Gov. Jan Brewer journeyed to the East Valley on Thursday to tell several hundred East Valley business and civic leaders of her determination to make Arizona "a free market beacon."
Her keynote address at the annual 2012 East Valley Breakfast with the Governor, while punctuated by a strong pro-business development tone, touched on a broad range of state issues and the legacy she hopes to leave as Arizona enters its second century.
While she did not focus her address on East Valley issues, she paid homage to the late Robert Brinton, who ran Mesa's Convention and Visitors Bureau and was a powerful force in the development of the Cactus League.
"Robert was a true champion of the East Valley," Brewer said, noting that "under his leadership and tireless efforts, the Cactus League blossomed into a 15-team league, flourishing as a powerful economic engine for Valley tourism."
She also praised plans for developing the former General Motors Proving Grounds in East Mesa as "proof that the East Valley and the State as a whole has a bright economic future."
The proving grounds along with the Phoenix Mesa Gateway Airport are at the heart of a region that Mesa and other East Valley leaders believe will eventually generate more than 100,000 jobs.
Roc Arnett, director of the East Valley Partnership and host for the breakfast address, noted that earlier this week proving grounds developer DMB Associates Inc. announced that the proving grounds is being renamed Eastmark.
"The future heart and hub of the East Valley will be known as Eastmark," Eneas Kane, president and chief executive officer of DMB said in a statement.
Kane said Eastmark aspires to be a "hub for major industry, entrepreneurialism and vibrant daily living."
Before pivoting to broader state issues, Brewer noted that the Mesa Arts Center will host a Republican presidential debate scheduled for Feb. 22.
"I know that you're as excited as I am to have all of the East Valley - and that fantastic facility - in the national spotlight," she said.
Brewer's address at the Hilton in Mesa echoed her State of the State address on Monday.
She mixed criticism of the federal government with praise for her own administration and her future agenda.
Brewer said 46,000 jobs were created last year in Arizona, making it seventh best state in the country.
"That's great news, but not enough," she said, calling for the state to further reduce business taxes and regulations to send a clear message that "Arizona is open for business.
At the top of Brewer's economic development aspirations was raising the personal income of Arizonans while making the state the nation's "top job creator."
She also said she wants Arizona to be recognized for excellence in education and for having a limited, efficient and nimble state government.

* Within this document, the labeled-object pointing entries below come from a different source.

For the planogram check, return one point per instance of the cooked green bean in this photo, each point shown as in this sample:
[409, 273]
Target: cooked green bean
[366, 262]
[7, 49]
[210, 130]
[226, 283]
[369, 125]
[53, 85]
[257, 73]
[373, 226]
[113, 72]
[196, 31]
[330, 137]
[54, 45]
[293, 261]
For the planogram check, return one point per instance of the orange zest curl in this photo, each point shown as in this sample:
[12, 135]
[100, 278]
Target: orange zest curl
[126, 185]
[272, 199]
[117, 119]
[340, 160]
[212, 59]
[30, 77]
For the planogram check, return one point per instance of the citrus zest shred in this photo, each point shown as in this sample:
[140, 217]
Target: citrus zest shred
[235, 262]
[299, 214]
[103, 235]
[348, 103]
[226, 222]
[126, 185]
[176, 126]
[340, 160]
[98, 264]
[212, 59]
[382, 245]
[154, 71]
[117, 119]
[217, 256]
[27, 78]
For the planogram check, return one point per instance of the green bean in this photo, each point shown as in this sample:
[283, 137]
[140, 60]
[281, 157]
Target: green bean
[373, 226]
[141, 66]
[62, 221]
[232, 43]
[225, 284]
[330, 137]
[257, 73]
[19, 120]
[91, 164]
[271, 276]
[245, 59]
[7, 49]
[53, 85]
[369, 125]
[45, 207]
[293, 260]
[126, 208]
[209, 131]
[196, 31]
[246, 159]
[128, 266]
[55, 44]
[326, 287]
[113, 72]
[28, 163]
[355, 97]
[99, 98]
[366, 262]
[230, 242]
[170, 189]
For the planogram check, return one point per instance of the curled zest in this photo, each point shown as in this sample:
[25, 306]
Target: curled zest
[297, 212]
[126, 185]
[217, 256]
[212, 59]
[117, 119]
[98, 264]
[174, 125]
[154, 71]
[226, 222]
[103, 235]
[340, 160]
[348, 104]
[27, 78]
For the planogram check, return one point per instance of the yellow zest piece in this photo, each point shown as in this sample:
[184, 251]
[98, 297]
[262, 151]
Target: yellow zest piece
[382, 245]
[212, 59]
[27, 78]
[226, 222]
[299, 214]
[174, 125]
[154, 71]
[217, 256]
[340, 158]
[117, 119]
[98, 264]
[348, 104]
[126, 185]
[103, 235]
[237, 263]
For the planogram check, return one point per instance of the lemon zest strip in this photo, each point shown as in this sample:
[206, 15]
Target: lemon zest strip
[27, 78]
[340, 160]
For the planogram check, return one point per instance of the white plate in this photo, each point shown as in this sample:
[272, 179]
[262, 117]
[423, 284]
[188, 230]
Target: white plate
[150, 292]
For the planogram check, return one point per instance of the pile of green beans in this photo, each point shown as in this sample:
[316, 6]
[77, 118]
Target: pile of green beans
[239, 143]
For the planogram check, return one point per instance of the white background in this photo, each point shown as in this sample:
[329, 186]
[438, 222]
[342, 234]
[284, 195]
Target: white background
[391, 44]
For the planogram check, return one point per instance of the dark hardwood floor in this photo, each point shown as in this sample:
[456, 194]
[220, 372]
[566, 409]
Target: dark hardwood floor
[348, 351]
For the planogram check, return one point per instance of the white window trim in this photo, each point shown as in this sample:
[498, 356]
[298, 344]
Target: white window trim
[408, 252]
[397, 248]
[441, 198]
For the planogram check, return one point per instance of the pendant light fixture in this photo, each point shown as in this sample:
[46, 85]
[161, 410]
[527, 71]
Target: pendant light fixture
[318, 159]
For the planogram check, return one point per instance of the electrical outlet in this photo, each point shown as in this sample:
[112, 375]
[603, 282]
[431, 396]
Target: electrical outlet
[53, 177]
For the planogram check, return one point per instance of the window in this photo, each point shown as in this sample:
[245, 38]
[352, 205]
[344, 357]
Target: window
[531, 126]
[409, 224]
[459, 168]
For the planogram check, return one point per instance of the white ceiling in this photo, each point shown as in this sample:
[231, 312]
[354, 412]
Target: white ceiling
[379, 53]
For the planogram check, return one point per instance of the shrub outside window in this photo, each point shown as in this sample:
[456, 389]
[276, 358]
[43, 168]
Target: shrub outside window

With state revenues on the rise, Brewer promised that the temporary 1 percent sales tax increase that voters had approved through Proposition 100 would expire on schedule next year.
In response to a question about public education funding and support, Brewer said she recognized that many groups were concerned about the impact that expiration of the tax would have.
She responded that she is pinning her hopes on the state's economy continuing to improve.
While she was proud of her administration's and the Legislature's cost-cutting efforts, she gave some insight into the proposed budget she will unveil today.
Brewer said she would seek to restore financial support for behavioral health issues.
"We were harsh with children. They are some of the most vulnerable in our state," she said.